O documento do planejamento integrado do transporte aéreo e da infra-estrutura aeroportuária que é de interesse estadual e que dá suporte a esse setor é o Plano Aeroviário Estadual¹ (PAE) cujos objetivos são:
> Analisar o impacto do desenvolvimento sócio econômico regional e do transporte
aéreo no Sistema de Aeroportos das unidades federativas;
> Definir a Rede Estadual de Aeroportos e estabelecer as diretrizes e metas de
desenvolvimento de curto, médio e longo prazos (5, 10 e 20 anos) para as
unidades componentes, incorporando a legislação pertinente em vigor;
> Quantificar os custos relativos à implementação das obras e serviços necessários
ao desenvolvimento dos aeroportos selecionados;
> Orientar a alocação de recursos financeiros de programas federais de
investimentos.
A demanda por transporte aéreo no Estado de São Paulo tem grande concentração, atualmente, em quatro terminais aeroportuários: os internacionais Cumbica, Congonhas e Viracopos, e o de Ribeirão Preto. Apesar de ser destacado como 4º em movimento de passageiros, o Aeroporto de Ribeirão Preto apresenta uma grande diferença em relação aos dois primeiros e relativa proximidade com o movimento de Viracopos.
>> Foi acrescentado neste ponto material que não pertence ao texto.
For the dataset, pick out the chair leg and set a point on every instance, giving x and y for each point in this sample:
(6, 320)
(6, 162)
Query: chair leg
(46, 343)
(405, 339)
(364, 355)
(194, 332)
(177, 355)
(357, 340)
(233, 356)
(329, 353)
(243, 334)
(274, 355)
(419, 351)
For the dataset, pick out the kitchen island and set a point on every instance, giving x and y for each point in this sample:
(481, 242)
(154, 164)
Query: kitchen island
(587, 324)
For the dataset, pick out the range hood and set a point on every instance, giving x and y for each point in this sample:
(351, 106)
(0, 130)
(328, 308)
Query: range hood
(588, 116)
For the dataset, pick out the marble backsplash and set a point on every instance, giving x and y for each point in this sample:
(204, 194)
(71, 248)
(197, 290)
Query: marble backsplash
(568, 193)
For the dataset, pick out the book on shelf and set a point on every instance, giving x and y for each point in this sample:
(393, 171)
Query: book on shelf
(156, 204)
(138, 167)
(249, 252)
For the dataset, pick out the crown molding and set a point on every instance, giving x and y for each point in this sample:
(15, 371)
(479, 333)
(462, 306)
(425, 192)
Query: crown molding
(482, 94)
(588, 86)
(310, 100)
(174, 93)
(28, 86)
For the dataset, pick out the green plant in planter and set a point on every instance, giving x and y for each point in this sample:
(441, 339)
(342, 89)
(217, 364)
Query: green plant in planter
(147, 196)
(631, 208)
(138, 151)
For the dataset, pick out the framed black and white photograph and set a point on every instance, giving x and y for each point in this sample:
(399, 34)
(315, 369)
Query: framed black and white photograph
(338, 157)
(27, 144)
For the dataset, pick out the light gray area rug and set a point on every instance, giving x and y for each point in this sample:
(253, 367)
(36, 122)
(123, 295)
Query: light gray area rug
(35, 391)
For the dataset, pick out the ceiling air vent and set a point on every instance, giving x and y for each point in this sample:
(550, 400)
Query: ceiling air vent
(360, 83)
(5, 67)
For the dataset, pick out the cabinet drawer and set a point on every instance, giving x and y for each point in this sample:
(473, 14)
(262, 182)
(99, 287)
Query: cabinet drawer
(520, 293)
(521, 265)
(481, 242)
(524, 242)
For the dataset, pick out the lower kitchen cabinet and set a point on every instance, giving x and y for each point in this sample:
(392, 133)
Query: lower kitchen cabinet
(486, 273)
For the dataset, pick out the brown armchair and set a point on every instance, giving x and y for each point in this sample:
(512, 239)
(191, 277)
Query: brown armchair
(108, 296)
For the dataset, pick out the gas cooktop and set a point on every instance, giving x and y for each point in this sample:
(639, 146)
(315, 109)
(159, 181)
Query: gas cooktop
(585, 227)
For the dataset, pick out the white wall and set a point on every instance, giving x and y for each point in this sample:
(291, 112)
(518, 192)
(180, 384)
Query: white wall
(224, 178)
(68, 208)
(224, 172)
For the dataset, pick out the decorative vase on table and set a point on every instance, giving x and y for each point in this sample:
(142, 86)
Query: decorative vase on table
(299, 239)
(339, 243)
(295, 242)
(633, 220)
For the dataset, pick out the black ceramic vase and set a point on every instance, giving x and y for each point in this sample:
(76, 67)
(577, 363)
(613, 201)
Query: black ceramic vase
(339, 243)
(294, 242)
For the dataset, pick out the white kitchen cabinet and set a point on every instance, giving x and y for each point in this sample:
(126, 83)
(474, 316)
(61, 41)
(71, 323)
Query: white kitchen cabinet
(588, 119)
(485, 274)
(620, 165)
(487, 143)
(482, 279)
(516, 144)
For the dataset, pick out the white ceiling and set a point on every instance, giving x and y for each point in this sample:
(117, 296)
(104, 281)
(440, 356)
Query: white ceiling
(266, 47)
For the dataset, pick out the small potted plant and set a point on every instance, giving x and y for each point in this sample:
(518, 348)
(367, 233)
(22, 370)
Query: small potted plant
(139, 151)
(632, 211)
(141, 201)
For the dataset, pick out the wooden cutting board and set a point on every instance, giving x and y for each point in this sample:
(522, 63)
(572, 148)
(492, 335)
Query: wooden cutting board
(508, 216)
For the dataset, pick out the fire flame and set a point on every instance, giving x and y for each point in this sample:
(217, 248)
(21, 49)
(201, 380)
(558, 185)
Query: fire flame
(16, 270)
[1] Definição de Plano Aeroviário Estadual - Instrumento macrodiretor da política de desenvolvimento do Sistema Regional de Aeroportos que determina as diretrizes e metas fundamentais, bem como os recursos essenciais para o pleno desenvolvimento da infraestrutura aeroportuária no interior dos estados, aprovado pelo Ministério da Aeronáutica.